This paper presents fast implementations of the inverse square root and arcsine, both in double precision. In single precision it is often possible to use a small table and one ordinary Newton-Raphson iteration to compute elementary functions such as the square root. In double precision a substantially larger table is necessary to obtain the desired precision, or, if a smaller table is used, the additional Newton-Raphson iterations required to obtain the precision often requires the evaluation of other expensive elementary functions. Furthermore, large tables use a lot of the cash memory that should have been used for the application code.
Obtaining the desired precision using a small table can instead be realised by using a higher order method than the second order Newton-Raphson method. A generalization of Newton's method to higher order is Householder's method, which unfortunately often results in very complicated expressions requiring many multiplications, additions, and even divisions.
We show how a high-order method can be used, which only requires a few extra additions and multiplications for each degree of higher order. The method starts from the Taylor expansion of the difference of the value of the elementary function and a starting guess value for each iteration. If the Taylor series is truncated after the second term, ordinary Newton iterations are obtained. In several cases it is possible to algebraically simplify the difference between the true value and the starting guess value. In those cases we show that it is advantageous to use the Taylor series to higher order to obtain the fast convergent method. Moreover, we will show how the coefficients of a Chebyshev polynomial can be fitted to give as little error as possible for the functions close to zero and in the same time reduce the terms in the Taylor expansion.

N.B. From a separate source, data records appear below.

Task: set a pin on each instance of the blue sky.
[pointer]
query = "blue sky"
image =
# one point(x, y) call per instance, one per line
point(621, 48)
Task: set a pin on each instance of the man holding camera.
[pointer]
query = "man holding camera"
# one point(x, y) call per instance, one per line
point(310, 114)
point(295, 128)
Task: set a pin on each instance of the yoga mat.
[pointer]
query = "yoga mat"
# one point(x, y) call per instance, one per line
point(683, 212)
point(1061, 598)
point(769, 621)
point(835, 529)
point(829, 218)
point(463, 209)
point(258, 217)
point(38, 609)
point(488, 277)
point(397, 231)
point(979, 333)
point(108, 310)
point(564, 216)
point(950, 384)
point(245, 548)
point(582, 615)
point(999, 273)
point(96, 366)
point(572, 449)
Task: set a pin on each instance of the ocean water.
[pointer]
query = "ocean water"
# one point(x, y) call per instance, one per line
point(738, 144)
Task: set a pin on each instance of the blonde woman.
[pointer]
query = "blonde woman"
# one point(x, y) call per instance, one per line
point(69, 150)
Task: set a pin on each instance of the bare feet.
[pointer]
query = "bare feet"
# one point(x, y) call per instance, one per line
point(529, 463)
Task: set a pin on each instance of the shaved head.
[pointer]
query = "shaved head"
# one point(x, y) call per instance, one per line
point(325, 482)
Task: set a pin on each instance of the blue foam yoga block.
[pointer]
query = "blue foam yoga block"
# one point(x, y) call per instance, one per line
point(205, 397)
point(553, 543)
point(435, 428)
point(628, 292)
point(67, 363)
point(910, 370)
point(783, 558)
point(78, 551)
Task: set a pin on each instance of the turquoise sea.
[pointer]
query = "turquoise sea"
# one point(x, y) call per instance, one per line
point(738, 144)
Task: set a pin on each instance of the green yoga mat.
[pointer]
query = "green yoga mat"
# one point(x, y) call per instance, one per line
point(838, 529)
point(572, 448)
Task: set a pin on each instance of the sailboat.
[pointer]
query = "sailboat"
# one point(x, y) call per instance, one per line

In the paper we benchmark two example implementations of the method on the x86_64 architecture. The first is the inverse square root, where the actual table (to 12 bit precision) is provided by the processor hardware. The inverse square root is important in many application programs, including computer graphics, and explicit particle simulation codes, for instance the Monte Carlo and Molecular Dynamics methods of statistical mechanics. The other example is the arcsine function, which has a slow converging Taylor expansion and where no tables are provided by the hardware. The vectorized versions of the implementations of the inverse square root are 3.5 times faster than compiled code on the Athlon64 and about 5 times faster on the Core 2. The scalar version of the arcsine function is, depending on order and table size, between 2 and 3 times faster than the compiled code, and the vectorized version is between 3 and 4 times faster on the Athlon64, while it is between 4 and 5 times faster than the compiled version on the Core 2.